Used But Not Loved: 1991 Pontiac Grand Am LE

I found out an interesting fact by featuring those 12 terrible economy cars from the other week. First is that you folks are a bunch of weirdos who actually love these derelict piles of parts, but the more importantly I got some keen insight to the current state of used car market dynamics. Any car older than about 1989 is a classic and therefore gets nostalgified into stupid price wars by all those idiots bidding on fancy auction sites. Anything newer than about the year 2000 is consider a new car and gets scooped up by carmax/carvana and used car dealers and turned into something that some idiot will pay $400 a month for the next 60 months. Who thinks that a 2014 Honda Civic that cost $18k when new is worth $16k with 93k miles on the odo? Not me. But because of the chip shortage everybody has lost their collective minds. And where’d all the chips go? Maybe they needed them to put in all the vaccines? Anyway, the conclusion I’ve come to is that a 30 year old car isn’t old enough to be a classic, but isn’t new enough to be daily driven or traded into carmax, so cars from 1989-1993 are about the most perfect section of the market to get for cheap. And American cars are especially good deals if you avoid the big name cars like the Mustang or the Corvette and instead stick to brands like Mercury, Oldsmobile, Pontiac and the like. It just keeps getting better. Find this 1991 Pontiac Grand Am LE offered for $3250 in Cuba, MO via cars.com.

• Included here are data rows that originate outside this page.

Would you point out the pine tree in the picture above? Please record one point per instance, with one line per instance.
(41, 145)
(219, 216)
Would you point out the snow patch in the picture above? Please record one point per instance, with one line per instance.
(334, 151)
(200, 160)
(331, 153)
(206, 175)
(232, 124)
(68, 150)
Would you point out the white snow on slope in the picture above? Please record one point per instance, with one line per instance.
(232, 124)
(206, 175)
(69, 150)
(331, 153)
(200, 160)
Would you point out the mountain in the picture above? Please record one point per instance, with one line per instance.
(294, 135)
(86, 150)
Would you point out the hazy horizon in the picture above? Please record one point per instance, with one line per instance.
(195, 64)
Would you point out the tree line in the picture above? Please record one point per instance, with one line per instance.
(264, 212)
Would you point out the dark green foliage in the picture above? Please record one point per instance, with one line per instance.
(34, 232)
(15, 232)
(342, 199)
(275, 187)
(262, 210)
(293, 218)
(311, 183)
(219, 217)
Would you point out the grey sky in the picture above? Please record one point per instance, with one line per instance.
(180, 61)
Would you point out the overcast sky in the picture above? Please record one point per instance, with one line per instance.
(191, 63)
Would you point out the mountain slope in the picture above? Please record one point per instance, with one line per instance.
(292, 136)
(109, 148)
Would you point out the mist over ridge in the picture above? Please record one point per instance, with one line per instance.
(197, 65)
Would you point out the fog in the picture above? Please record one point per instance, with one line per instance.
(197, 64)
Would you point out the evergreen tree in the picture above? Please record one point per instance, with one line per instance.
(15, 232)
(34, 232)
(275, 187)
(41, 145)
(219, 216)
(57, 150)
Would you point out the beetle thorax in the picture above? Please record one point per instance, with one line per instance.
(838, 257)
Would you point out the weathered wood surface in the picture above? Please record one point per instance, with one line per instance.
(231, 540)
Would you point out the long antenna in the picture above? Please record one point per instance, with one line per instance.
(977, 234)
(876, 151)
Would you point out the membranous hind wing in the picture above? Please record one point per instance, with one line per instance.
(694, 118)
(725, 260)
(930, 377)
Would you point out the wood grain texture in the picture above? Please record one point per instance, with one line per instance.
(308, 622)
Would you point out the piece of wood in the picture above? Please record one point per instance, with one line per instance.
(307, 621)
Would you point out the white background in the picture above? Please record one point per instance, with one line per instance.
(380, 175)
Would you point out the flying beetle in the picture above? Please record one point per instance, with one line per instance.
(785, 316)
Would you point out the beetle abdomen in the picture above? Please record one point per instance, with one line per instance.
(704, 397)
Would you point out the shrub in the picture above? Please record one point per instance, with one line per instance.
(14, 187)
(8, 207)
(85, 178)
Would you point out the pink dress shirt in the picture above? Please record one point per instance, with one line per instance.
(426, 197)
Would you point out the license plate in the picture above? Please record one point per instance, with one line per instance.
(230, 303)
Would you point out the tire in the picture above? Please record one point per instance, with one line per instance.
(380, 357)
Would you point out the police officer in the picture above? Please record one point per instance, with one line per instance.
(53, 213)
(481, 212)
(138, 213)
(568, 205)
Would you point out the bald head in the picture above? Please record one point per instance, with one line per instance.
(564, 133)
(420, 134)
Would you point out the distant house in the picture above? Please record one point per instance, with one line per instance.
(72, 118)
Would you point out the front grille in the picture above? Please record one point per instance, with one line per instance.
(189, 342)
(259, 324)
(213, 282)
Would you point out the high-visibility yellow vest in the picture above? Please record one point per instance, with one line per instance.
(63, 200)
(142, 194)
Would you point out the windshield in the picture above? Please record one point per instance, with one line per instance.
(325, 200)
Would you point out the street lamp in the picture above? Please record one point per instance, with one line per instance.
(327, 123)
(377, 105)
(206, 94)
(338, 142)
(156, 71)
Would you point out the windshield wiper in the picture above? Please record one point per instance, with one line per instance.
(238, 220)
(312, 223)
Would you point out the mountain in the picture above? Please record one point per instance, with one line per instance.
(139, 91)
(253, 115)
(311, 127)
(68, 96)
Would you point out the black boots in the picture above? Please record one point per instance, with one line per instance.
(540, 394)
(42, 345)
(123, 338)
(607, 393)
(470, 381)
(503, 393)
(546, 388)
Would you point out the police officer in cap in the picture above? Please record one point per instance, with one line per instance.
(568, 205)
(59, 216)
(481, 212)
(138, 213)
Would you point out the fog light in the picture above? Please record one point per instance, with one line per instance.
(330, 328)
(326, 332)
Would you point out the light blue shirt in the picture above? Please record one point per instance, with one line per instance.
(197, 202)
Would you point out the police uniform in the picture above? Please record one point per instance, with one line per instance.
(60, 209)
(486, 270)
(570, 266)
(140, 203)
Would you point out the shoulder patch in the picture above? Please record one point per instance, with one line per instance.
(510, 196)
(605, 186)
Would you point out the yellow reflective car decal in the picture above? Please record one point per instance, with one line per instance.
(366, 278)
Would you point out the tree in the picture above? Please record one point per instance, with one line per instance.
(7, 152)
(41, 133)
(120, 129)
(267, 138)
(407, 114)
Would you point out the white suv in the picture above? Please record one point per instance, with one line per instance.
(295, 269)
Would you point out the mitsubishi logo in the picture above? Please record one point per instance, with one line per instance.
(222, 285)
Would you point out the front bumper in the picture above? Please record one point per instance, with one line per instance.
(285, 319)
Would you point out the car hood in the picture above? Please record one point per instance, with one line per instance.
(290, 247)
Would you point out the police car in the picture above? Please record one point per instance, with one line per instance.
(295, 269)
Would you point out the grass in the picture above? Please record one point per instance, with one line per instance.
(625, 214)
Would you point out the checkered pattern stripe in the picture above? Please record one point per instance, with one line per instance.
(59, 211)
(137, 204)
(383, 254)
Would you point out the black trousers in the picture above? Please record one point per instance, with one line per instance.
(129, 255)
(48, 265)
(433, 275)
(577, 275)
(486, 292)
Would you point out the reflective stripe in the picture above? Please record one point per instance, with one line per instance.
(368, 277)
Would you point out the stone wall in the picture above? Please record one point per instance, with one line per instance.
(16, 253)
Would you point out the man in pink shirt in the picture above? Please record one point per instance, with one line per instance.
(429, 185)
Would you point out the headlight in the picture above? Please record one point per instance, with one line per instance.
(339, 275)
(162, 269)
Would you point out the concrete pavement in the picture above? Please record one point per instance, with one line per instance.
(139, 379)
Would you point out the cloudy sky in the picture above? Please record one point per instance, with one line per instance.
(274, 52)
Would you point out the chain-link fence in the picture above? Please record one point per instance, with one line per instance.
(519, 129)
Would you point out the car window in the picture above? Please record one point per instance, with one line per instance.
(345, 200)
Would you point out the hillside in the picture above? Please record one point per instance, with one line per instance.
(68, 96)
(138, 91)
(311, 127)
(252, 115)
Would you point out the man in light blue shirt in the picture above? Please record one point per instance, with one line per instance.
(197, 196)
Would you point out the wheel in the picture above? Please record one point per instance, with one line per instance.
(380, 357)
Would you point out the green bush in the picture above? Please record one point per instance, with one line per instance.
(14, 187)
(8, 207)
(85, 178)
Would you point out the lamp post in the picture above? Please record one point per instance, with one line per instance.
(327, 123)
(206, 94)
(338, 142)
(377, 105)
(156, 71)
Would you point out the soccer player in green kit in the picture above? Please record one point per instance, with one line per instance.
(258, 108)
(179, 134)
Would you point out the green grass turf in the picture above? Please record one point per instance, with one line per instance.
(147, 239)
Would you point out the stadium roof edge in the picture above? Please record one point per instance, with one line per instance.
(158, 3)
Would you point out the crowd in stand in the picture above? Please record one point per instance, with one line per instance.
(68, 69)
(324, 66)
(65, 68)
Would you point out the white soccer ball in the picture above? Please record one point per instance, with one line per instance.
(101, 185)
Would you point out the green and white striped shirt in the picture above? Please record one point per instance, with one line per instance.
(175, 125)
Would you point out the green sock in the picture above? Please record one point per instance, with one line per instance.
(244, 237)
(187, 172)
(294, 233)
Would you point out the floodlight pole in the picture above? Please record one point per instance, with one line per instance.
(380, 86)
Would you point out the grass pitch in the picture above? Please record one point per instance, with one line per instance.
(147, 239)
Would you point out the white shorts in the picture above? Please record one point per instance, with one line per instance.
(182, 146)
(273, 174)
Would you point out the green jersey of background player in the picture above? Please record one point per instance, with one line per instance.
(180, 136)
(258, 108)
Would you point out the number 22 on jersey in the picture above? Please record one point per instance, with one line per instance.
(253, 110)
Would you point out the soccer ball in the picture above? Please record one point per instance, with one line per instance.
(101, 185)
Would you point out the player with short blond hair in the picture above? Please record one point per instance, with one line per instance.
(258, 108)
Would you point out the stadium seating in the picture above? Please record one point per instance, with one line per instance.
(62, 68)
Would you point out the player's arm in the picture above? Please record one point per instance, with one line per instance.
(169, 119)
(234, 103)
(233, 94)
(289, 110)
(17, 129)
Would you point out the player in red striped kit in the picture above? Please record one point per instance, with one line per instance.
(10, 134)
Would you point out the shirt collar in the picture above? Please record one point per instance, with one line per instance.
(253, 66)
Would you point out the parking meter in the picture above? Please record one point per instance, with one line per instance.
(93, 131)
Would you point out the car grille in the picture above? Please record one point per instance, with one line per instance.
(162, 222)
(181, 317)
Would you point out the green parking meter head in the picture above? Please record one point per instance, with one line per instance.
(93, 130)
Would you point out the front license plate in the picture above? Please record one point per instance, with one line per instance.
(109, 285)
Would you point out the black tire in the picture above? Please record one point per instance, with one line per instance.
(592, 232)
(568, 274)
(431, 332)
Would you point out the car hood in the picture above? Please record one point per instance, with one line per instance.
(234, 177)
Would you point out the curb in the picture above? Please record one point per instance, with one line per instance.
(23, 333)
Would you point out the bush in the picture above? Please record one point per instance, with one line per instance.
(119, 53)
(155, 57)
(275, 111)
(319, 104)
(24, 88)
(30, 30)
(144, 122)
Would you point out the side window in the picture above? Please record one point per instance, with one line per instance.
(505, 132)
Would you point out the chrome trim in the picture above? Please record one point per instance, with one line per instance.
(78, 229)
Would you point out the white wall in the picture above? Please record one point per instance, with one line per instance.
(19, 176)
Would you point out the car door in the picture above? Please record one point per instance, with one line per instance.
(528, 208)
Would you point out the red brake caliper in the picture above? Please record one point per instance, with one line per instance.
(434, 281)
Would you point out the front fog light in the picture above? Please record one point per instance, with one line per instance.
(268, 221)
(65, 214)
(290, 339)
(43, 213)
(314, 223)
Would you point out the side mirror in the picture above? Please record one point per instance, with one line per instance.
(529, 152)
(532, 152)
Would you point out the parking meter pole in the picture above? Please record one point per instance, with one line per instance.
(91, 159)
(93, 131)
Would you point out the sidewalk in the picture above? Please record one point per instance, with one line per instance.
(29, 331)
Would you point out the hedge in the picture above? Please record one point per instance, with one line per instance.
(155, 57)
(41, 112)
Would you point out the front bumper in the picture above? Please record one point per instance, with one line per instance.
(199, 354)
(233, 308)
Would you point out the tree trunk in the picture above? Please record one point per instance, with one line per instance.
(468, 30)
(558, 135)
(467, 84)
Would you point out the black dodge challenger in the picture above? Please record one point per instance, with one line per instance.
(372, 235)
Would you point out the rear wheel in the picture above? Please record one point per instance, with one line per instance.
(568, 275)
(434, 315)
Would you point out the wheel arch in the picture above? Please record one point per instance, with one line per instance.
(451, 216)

What manner of hell is this? Who in the engineering team at Pontiac decided that putting the stressed part of your safety restraint into the door was a good idea? I guess if you crash into a lake and are lucky enough to open the door before you submerge then you don’t have to worry about unbuckling before fleeing the vehicle. This is one of those cases where Pontiac was solving problems that didn’t exist. Or perhaps the design focus group was just a bunch of car-jackers they found roaming around Detroit. Yeah, we like the seatbelt where if you open the door, the guy just falls right out. That’s perfect.

See a better way to drive something from the best era in time? tips@dailyturismo.com
That’s a great observation. I’d like to add that any car older than 5 years w/ a stick shift (and isn’t a sports/sporty car (Porsche, BMW, Civic Si, etc)) can be a great deal. Look for a leper stick shift car using CarGurus that’s been sitting in a used dealer lot for over 100-180 days, and go hunting! I did this w/ my 2011 Scion XB 6 years ago. Original price was 11K w/ 46K miles. I drove it off the lot for $8700…. (then again, it’s a Scion XB (a ‘leper’), but I love it and it’s treated me well)……
“Who in the engineering team at Pontiac decided that putting the stressed part of your safety restraint into the door was a good idea?” Answer: Someone who wanted to meet a very badly worded mandate for “passive restraints” in the cheapest way possible. You can, at least in theory, get into the seat without buckling or unbuckling the belt, so it’s technically passive.
And you thought Ford’s motorized seatbelts were bad.